RFR: 8307513: C2: intrinsify Math.max(long,long) and Math.min(long,long) [v4]
Galder Zamarreño
galder at openjdk.org
Thu Oct 17 10:15:25 UTC 2024
On Thu, 17 Oct 2024 10:10:56 GMT, Galder Zamarreño <galder at openjdk.org> wrote:
>> This patch intrinsifies `Math.max(long, long)` and `Math.min(long, long)` in order to help improve vectorization performance.
>>
>> Currently vectorization does not kick in for loops containing either of these calls because of the following error:
>>
>>
>> VLoop::check_preconditions: failed: control flow in loop not allowed
>>
>>
>> The control flow is due to the java implementation for these methods, e.g.
>>
>>
>> public static long max(long a, long b) {
>> return (a >= b) ? a : b;
>> }
>>
>>
>> This patch intrinsifies the calls to replace the CmpL + Bool nodes for MaxL/MinL nodes respectively.
>> By doing this, vectorization no longer finds the control flow and so it can carry out the vectorization.
>> E.g.
>>
>>
>> SuperWord::transform_loop:
>> Loop: N518/N126 counted [int,int),+4 (1025 iters) main has_sfpt strip_mined
>> 518 CountedLoop === 518 246 126 [[ 513 517 518 242 521 522 422 210 ]] inner stride: 4 main of N518 strip mined !orig=[419],[247],[216],[193] !jvms: Test::test @ bci:14 (line 21)
>>
>>
>> Applying the same changes to `ReductionPerf` as in https://github.com/openjdk/jdk/pull/13056, we can compare the results before and after.

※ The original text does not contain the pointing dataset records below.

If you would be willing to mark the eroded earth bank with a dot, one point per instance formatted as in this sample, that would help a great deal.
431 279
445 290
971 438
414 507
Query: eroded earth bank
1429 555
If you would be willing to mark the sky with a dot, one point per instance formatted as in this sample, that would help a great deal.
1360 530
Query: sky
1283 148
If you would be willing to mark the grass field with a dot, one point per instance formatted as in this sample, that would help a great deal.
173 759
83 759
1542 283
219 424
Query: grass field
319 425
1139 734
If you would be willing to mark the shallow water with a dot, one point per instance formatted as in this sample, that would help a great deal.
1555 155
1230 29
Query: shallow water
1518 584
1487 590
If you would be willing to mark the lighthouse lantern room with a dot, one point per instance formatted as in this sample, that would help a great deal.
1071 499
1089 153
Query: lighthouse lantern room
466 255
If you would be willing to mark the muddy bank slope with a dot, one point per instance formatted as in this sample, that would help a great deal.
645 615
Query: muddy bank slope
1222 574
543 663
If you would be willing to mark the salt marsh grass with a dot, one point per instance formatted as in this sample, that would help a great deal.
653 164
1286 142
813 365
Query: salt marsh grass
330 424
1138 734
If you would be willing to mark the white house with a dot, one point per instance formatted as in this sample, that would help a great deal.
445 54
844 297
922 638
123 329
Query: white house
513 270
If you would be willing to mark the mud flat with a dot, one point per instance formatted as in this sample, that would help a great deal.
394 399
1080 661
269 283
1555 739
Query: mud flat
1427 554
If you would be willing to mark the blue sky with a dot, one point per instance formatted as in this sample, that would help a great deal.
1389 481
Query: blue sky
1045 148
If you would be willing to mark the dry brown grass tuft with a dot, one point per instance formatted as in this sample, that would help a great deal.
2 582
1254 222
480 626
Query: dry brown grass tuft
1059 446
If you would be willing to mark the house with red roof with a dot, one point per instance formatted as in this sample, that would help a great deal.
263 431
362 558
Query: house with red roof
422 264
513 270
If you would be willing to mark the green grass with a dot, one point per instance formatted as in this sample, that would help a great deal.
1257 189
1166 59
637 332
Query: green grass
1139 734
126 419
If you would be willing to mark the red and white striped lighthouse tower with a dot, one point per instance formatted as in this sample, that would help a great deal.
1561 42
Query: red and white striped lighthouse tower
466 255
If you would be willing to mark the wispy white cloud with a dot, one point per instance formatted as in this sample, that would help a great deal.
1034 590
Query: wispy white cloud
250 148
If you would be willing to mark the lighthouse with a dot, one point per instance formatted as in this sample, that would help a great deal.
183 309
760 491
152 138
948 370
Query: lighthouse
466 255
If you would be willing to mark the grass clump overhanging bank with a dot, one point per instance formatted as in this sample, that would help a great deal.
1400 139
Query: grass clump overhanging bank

Before the patch, on darwin/aarch64 (M1):
>>
>>
>> ==============================
>> Test summary
>> ==============================
>> TEST TOTAL PASS FAIL ERROR
>> jtreg:test/hotspot/jtreg/compiler/loopopts/superword/ReductionPerf.java
>> 1 1 0 0
>> ==============================
>> TEST SUCCESS
>>
>> long min 1155
>> long max 1173
>>
>>
>> After the patch, on darwin/aarch64 (M1):
>>
>>
>> ==============================
>> Test summary
>> ==============================
>> TEST TOTAL PASS FAIL ERROR
>> jtreg:test/hotspot/jtreg/compiler/loopopts/superword/ReductionPerf.java
>> 1 1 0 0
>> ==============================
>> TEST SUCCESS
>>
>> long min 1042
>> long max 1042
>>
>>
>> This patch does not add an platform-specific backend implementations for the MaxL/MinL nodes.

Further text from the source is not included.